Driven by the overwhelming success of the Cas9 and later Cpf1 endonucleases as the new generation of genome editing tools, comparative genomics, structures, biochemical activities and biological functions of CRISPR (Clustered Regularly Interspaced Palindromic Repeats)-Cas (CRISPR-associated proteins) systems have been recently explored in unprecedented detail 1,2,5,6. The CRISPR-Cas are adaptive (acquired) immune systems of archaea and bacteria that store memory of past encounters with foreign DNA in unique spacer sequences that are excised from viral and plasmid genomes by the Cas adaptation machinery, or alternatively, reverse transcribed from foreign RNA and inserted into CRISPR arrays 7,8. Transcripts of the spacers, together with portions of the surrounding repeats, are employed by Cas effector complexes as guide CRISPR (cr)RNAs to recognize the cognate sequences (protospacers) in the foreign genomes upon subsequent encounters, directing Cas nucleases to their cleavage sites 9,10 and limiting bacteriophage infection and horizontal gene transfer.REF
One of the burning open questions in the CRISPR area is the origin of the bulk of the spacers. For a small fraction of the spacers, protospacers have been reported, often in viral and plasmid genomes, but the overwhelming majority of the spacers remain without a match 3,4,11-15. In order to get insight into the origin of this “dark matter”, we performed comprehensive searches of the current genomic and metagenomic sequence databases using all identifiable spacer sequences from complete bacterial and archaeal genomes as queries.

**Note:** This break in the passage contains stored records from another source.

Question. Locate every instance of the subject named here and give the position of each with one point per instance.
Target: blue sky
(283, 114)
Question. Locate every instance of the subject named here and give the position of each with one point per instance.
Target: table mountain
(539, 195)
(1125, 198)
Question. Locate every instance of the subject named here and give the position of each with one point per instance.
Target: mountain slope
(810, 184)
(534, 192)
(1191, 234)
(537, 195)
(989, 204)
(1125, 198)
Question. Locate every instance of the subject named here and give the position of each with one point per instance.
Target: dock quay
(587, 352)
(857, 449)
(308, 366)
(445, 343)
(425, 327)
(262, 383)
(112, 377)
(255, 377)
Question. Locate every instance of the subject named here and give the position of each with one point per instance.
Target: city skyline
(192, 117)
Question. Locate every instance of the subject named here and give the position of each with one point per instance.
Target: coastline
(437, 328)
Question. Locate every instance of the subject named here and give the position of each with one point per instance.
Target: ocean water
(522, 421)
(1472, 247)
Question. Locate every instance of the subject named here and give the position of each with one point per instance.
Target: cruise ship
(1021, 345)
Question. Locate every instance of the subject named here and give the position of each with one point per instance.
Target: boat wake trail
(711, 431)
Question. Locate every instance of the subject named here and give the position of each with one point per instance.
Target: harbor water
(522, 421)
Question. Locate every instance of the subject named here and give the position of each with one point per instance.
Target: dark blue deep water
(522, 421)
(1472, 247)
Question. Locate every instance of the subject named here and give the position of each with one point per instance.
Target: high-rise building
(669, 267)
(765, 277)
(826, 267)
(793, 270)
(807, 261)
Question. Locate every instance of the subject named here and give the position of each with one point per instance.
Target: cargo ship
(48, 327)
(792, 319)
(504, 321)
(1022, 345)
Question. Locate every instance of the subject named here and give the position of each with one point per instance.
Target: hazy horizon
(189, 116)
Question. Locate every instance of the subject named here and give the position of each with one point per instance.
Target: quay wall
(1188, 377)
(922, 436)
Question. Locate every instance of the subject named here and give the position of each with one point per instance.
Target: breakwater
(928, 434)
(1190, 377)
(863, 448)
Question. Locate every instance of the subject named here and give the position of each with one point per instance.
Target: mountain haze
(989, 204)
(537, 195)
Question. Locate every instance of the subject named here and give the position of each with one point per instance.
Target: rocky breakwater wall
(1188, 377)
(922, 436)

To this end, a computational pipeline was developed that identified all CRISPR arrays from complete and partial bacterial and archaeal genomes, extracted the spacers and used them as queries to search the viral and prokaryotic subsets of the Non-redundant nucleotide database at the NCBI (NIH, Bethesda) for protospacers under stringent criteria for homology detection (Supplementary Figure 1 and Supplementary text 1; see Methods for details).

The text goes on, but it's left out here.